I believe this is true of all apps with a "Login in with Facebook" button. FWIW, it does not appear that other OAuth's do this (including Google's)
I did it on my last company's apps and webapps when we had to optimise for performance, and removed some dependencies.
Of course, now that I'm gone the SDK is back because one of the developers was bullish on using the SDKs at all costs (the webapp, for example, now loads FB, Google and Linkedin SDKs on launch).
This is a problem that we developers are creating.
FWIW it looks like zoom did the same.
>> The Zoom app notifies Facebook when the user opens the app, details on the user's device such as the model, the time zone and city they are connecting from, which phone carrier they are using, __and a unique advertiser identifier__ created by the user's device which companies can use to target a user with advertisements
IDFA is the same across all apps on a device. However, it can be reset by the user or disabled (in which case it returns all 0s). Also, apps have to disclose (to Apple) that they use the IDFA - not sure if that's visible to the user in the App Store anywhere.
IDFV is unique per vendor - that is, each app has a different ID, but two apps from the same developer will have the same ID. I believe this is also reset when resetting the device.
The FBSDK doesn't require developers to enable the IDFA, so the unique identifier in the phone home request is either the IDFV (effectively unique) or just a UUID that the FBSDK generates and stores on launch.
I can't recommend it enough.

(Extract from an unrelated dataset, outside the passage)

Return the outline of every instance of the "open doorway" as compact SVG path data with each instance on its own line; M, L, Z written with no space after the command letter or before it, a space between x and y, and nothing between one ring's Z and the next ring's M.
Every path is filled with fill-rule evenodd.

Until/unless we get something like Little Snitch for the phone (are you listening, Apple?!), this is the next best thing.
Like its mentioned in this discussion, using the FB SDK will result in apps sending requests to FB. Found a banking app I use was doing this...
> "Try it now for free. No sign up required."
> I click the button
> "Sign In. Don't have an account? Sign up."
(click the area with the various app & website icons to expand into a more detailed view)
I was pretty surprised the first time I came across that list, there are a lot of apps on there that I never did a Facebook login with. For example right now I see that a map app I downloaded when I was travelling last year but only opened once or twice has sent 395 "interactions", the latest of which was 3 days ago. Actually, I should probably delete that now haha. Also, I'm using Firefox with the Facebook container, Privacy Badger, and uBlock Origin, and there are still many websites listed.
A large amount of phone apps seem to appear in that list. I guess Whatsapp/Instagram creates a fingerprint of my device and then uses that for tracking?
That doesn’t mean facebook stopped getting those reports, only that they are no longer associating them with my account.
Too bad it isn't practical to have a system-wide blacklist of selected hosts on iOS. Maybe you can but requires a jailbreak, but that too can break some apps.